Il provvedimento, presentato due anni fa, è all’esame della Commissione Giustizia. Il testo prevede la cancellazione dei contributi minimi, dell’assicurazione obbligatoria e dei patti in quota lite

Nelle ultime settimane si è rafforzata la protesta di una larga parte del mondo forense rispetto all’obbligo di iscrizione alla Cassa di categoria, soprattutto alla luce di quelli dei costi dell’ente previdenziale, ritenuti esagerati da molti avvocati.
Eppure, già da due anni è stato presentato in Parlamento un disegno di Legge, all’esame della Commissione giustizia della Camera dei Deputati, che ha l’obiettivo di riordinare la disciplina pensionistica del settore, prevedendo, tra l’altro, l’abolizione dei contributi minimi alla Cassa, così come dell’obbligo di iscrizione.
L’articolo 1 del ddl, in particolare, prevede l’espresso divieto per l’Ente previdenziale di esigere dagli avvocati dei contributi minimi obbligatori o altri versamenti che non siano calcolati in misura percentuale rispetto al reddito percepito dagli iscritti.
La Cassa nazionale di previdenza e assistenza forense, pertanto, dovrebbe stabilire con proprio regolamento le aliquote da applicare per il calcolo dei contributi, commisurate al reddito degli iscritti. Contestualmente si dovrebbero definire anche le aliquote per le eventuali condizioni temporanee di esenzione o diminuzione a beneficio di soggetti che si trovano in condizioni particolari, indicate dettagliatamente dallo stesso regolamento.
La riforma prevede poi la soppressione pressoché totale dell’articolo 21 della legge n. 247/2012 cancellando, in tal modo, sia l’iscrizione obbligatoria alla Cassa, sia la norma in base alla quale l’esercizio della professione deve essere svolto in maniera effettiva, prevalente, abituale e continuativa pena la cancellazione dall’albo.

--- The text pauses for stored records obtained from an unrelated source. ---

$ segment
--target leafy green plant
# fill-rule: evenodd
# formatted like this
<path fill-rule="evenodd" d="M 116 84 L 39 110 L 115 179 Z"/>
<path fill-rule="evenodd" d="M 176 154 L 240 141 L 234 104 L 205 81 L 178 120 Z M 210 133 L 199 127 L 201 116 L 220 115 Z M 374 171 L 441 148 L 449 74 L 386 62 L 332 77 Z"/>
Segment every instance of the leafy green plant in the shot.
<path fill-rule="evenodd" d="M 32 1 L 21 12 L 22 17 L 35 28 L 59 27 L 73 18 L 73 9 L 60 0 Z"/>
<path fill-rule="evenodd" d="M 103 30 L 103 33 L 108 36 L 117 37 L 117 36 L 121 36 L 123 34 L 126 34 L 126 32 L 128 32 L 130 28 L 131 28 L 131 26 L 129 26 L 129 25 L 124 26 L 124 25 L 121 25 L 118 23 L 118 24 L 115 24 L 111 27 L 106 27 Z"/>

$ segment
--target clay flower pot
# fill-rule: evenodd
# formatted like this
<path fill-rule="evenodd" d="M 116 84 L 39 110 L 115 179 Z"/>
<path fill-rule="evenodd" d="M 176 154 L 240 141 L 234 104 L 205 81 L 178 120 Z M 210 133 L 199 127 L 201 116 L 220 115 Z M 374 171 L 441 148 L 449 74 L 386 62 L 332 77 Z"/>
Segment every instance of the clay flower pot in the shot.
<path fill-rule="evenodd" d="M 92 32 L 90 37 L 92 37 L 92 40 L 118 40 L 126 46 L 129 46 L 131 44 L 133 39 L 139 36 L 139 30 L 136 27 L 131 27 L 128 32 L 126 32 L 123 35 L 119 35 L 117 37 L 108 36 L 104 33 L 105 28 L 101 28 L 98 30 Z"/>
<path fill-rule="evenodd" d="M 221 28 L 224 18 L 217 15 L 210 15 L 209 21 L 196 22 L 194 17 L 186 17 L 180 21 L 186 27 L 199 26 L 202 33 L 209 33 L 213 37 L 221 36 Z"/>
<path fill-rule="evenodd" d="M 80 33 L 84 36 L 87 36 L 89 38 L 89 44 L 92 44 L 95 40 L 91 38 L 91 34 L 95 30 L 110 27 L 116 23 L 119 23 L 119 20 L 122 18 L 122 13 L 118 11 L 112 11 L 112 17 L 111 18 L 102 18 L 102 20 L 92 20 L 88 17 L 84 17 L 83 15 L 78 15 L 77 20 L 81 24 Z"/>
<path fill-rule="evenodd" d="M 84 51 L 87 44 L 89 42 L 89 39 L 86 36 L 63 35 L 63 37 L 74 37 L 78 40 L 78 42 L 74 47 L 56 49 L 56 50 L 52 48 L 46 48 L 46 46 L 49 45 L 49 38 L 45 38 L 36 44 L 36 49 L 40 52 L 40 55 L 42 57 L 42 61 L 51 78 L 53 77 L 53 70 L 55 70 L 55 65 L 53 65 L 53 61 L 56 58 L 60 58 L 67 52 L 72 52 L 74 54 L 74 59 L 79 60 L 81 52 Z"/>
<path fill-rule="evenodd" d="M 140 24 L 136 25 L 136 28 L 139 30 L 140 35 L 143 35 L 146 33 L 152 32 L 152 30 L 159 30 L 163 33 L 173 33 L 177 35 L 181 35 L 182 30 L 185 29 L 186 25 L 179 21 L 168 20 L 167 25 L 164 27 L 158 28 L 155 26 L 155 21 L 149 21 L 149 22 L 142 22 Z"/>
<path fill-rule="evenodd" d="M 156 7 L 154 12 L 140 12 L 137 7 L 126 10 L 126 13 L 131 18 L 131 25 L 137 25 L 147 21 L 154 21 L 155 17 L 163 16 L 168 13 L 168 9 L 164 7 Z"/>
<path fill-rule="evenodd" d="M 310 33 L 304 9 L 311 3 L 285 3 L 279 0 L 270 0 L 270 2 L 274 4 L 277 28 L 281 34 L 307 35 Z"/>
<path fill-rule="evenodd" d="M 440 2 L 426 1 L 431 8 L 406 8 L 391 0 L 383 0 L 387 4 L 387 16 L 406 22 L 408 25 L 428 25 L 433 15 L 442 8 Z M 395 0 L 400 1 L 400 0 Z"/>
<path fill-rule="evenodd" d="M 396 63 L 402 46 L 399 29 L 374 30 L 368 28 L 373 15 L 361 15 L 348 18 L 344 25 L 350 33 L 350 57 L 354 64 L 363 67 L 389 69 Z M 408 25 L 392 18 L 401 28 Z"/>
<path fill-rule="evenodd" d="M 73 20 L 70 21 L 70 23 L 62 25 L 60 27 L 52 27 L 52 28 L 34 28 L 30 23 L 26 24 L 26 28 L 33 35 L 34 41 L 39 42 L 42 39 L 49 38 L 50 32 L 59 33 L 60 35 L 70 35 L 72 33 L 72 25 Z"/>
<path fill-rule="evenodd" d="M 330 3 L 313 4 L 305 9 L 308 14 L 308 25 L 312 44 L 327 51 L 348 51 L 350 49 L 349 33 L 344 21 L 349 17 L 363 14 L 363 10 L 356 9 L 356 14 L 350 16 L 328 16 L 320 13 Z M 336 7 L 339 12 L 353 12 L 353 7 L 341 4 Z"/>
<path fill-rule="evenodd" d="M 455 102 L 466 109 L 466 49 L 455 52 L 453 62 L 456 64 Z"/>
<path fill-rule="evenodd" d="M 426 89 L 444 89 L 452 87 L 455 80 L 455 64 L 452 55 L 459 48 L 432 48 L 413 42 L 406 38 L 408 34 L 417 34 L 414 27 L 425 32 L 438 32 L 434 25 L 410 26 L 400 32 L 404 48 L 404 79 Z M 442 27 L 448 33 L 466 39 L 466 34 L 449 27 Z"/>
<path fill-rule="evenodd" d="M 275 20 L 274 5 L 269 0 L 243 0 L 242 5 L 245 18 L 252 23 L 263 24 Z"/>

Prevista anche l’abolizione dell’ assicurazione obbligatoria, che tornerebbe ad essere facoltativa, lasciando all’avvocato la piena libertà di scegliere se sottoscrivere o meno una polizza. Il provvedimento, infine, propone l’eliminazione del divieto di patti di quota lite, ovvero gli accordi con cui il legale percepisce come compenso una quota del bene oggetto della sua prestazione o della ragione litigiosa.